Christine Stuart photo
Sen. Donald Williams and Speaker of the House Chris Donovan speak to the media (Christine Stuart photo)

After meeting with Republican Gov. M. Jodi Rell for the second day in a row, Speaker of the House Chris Donovan, D-Meriden, and Sen. President Donald Williams, D-Brooklyn, said they asked for daily meetings with Rell until a budget deal is brokered.

Standing outside the House of Representatives Tuesday, Donovan and Williams said they presented Rell with some options and are scheduled to meet with her again Wednesday, but remained tight-lipped about the negotiations.

“The difference between us is not as great as it was a month ago,” Williams said optimistically. However, Democratic lawmakers said an increased income tax is still in their budget proposal.

Increasing the relatively flat 5 percent income tax on the state’s wealthier residents has been one of the main differences between the two budget proposals. 

Rell’s budget increases taxes on tobacco, alcohol, and corporate profits by $391 million and increases licensing fees and permits by $133 million, while the Democratic budget proposal increases taxes by $1.8 billion, most of which comes from the proposed income tax hike.

“Because folks are negotiating. Because we’ve met every day this week, we’ve made some progress,” Williams said. “We need to meet every single day of the week and into the weekend, if that’s necessary.”

Williams said he wouldn’t say a deal is imminent, but meeting every day this week is a signal that everyone is working toward resolving this sooner rather than later.

Rell’s office was not immediately available for comment, so it was uncertain if she will agree to marathon talks.

In 1991 when then Gov. Lowell P. Weicker Jr. proposed the states first income tax he was able to broker a budget deal with the legislature by Aug. 22. Even if this week’s budget negotiations are going smoothly it seems likely that the state won’t have a budget before Aug. 22.
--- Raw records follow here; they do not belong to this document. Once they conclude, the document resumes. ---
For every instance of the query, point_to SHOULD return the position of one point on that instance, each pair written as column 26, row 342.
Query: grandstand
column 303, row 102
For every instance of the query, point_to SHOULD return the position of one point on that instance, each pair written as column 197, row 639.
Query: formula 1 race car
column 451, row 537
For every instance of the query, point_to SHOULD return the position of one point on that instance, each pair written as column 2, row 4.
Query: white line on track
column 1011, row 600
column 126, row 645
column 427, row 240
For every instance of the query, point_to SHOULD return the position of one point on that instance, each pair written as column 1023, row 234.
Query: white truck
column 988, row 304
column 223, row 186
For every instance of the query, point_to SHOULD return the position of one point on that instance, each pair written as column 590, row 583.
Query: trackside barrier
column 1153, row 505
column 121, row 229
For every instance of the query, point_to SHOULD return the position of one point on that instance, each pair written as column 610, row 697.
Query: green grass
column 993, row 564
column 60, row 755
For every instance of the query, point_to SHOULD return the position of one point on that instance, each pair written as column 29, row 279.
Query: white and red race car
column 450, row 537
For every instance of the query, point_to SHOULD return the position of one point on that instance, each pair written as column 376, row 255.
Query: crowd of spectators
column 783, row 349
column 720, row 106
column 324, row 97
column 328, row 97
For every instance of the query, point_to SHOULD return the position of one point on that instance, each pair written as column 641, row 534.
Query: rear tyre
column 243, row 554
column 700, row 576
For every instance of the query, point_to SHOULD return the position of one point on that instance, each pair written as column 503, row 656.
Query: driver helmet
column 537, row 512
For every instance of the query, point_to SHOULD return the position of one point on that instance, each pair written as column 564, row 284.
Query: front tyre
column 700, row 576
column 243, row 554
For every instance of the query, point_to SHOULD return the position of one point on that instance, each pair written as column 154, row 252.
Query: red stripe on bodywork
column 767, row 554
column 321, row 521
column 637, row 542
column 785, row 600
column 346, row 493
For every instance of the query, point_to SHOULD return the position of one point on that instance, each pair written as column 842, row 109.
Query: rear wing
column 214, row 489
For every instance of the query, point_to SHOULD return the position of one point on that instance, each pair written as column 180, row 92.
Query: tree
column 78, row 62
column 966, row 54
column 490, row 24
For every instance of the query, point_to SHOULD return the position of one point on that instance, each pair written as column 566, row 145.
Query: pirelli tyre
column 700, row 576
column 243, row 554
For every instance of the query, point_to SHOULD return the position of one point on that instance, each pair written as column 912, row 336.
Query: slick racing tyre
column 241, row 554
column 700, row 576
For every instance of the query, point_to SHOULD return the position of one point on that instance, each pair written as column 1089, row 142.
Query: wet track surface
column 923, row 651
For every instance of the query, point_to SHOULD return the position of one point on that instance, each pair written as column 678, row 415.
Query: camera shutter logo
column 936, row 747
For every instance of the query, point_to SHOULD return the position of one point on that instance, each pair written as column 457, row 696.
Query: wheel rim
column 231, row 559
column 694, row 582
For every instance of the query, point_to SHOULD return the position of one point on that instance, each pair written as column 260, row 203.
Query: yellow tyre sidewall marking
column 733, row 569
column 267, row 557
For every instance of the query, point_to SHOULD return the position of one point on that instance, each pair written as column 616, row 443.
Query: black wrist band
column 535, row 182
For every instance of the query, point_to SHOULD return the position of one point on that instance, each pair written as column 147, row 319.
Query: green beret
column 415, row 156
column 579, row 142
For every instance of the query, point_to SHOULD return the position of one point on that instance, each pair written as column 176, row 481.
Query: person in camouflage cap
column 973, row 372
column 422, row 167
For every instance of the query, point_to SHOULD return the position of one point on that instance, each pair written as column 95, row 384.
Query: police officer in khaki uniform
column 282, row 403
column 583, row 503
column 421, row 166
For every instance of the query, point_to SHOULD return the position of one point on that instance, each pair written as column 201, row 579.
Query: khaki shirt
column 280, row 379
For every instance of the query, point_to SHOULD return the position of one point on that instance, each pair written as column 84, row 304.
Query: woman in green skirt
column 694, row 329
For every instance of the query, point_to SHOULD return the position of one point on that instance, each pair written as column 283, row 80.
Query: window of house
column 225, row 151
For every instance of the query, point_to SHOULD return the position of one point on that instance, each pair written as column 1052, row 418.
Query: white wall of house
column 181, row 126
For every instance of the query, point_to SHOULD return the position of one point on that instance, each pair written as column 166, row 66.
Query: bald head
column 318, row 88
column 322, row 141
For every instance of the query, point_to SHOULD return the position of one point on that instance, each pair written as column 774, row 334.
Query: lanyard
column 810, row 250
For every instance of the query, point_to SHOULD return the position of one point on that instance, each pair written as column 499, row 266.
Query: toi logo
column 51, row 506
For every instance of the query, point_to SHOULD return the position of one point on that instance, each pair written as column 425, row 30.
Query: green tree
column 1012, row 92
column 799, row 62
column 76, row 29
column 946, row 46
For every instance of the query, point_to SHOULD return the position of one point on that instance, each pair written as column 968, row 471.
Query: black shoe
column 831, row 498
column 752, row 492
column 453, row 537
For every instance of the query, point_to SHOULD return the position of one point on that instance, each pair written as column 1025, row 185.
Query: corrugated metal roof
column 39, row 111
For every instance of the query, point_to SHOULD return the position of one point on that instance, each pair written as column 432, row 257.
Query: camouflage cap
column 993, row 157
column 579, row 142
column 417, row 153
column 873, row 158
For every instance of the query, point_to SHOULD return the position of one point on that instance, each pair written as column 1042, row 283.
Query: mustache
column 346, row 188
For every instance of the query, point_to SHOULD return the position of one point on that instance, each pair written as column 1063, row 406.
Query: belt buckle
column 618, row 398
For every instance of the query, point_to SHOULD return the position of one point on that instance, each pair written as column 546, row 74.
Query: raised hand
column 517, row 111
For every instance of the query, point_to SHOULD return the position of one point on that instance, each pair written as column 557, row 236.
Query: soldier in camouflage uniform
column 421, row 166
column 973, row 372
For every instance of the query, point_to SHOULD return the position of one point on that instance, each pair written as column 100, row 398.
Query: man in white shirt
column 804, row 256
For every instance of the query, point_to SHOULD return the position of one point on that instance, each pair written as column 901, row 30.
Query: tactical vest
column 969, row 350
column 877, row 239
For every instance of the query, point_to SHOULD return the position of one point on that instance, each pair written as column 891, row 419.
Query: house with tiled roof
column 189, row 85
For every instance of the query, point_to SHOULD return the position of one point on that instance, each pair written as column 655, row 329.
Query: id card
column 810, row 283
Lawmakers reserved Aug. 27 and Aug. 28 for a special session to borrow money to cover this year’s close to $1 billion deficit. If they fail to act before Sept. 1 the $1.4 billion rainy day fund will automatically be used to cover that deficit. Rell and lawmakers, on both sides of the aisle, have agreed to use the $1.4 billion rainy day fund in 2010 and 2011 and borrow the money needed to cover this year’s deficit.